There will likely be two continuous speech recognition systems available by year's end, with many more to follow in 1997. As mentioned, one will be marketed by Voice Input Technologies specifically for mental health professionals. Because the technology is new, the system is relatively expensive- $15,000 will buy the personal computer hardware and software. Still, this cost must be compared with the price of a transcription service, not with the cost of a typical computer. Another company actively working on a continuous speech system is "fonix" Corp., which promises a product by year's end that is marketed toward integration with other, existing software (such as a word processor). Other companies working on this technology include IBM, Dragon Systems and Kurzweil; Microsoft is also working on continuous speech for the masses. Most of these companies will have offerings in 1997 that will be refined by 1998. These systems likely will be marketed and designed for general consumer use in mainstream word processing. They probably will not have vocabularies and contexts built-in for specific professions.

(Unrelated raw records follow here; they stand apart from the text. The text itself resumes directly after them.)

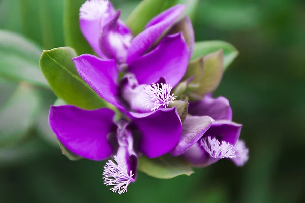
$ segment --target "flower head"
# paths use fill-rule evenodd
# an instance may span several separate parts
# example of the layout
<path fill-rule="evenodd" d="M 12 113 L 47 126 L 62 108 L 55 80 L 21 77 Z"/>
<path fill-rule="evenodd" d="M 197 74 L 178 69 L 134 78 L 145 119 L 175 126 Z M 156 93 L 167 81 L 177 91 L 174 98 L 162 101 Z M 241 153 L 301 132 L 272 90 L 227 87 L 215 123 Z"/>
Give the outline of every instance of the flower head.
<path fill-rule="evenodd" d="M 167 107 L 170 103 L 177 98 L 174 94 L 170 94 L 173 87 L 170 84 L 152 83 L 151 85 L 147 85 L 144 87 L 143 96 L 147 105 L 147 108 L 153 106 L 151 111 L 155 111 L 160 107 Z"/>

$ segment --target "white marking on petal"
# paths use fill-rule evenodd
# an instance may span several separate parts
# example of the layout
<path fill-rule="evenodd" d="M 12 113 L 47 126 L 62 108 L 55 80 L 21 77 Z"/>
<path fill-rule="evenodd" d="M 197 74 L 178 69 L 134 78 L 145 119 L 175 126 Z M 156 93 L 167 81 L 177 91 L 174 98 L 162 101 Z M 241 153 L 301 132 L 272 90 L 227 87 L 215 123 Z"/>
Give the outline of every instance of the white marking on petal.
<path fill-rule="evenodd" d="M 103 177 L 104 184 L 106 186 L 113 186 L 110 189 L 113 192 L 118 192 L 118 194 L 127 192 L 127 187 L 130 183 L 135 182 L 135 179 L 132 178 L 134 175 L 132 171 L 127 172 L 127 166 L 122 164 L 122 162 L 114 156 L 114 160 L 117 163 L 116 165 L 112 160 L 109 160 L 104 166 Z M 122 166 L 122 165 L 123 165 Z"/>
<path fill-rule="evenodd" d="M 214 158 L 236 157 L 235 151 L 233 150 L 234 145 L 231 143 L 223 141 L 221 144 L 216 138 L 210 136 L 202 138 L 200 142 L 204 150 Z"/>
<path fill-rule="evenodd" d="M 108 0 L 87 0 L 79 9 L 79 17 L 84 20 L 100 20 L 107 18 L 109 5 Z"/>
<path fill-rule="evenodd" d="M 161 86 L 161 88 L 159 86 Z M 170 94 L 173 87 L 169 84 L 163 83 L 153 83 L 152 85 L 147 85 L 144 88 L 143 96 L 147 105 L 147 107 L 151 108 L 152 111 L 157 110 L 160 106 L 168 107 L 170 103 L 173 103 L 177 98 L 174 94 Z"/>
<path fill-rule="evenodd" d="M 236 151 L 236 157 L 233 158 L 232 160 L 237 166 L 243 166 L 249 158 L 249 149 L 246 147 L 245 142 L 239 140 L 234 147 L 233 149 Z"/>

Mental health professionals who are considering the purchase of a dictation system may be better off waiting until continuous speech systems are available commercially due to their superior technology, increased accuracy and natural language features. Someday, virtually all interactions with computers and technology will be voice-driven and feature natural language recognition and processing. In the meantime, technology has finally delivered a truly useful system with the potential to change the way therapists dictate and store patient records. The future of human interaction with their computers is speech; the keyboard's days are numbered.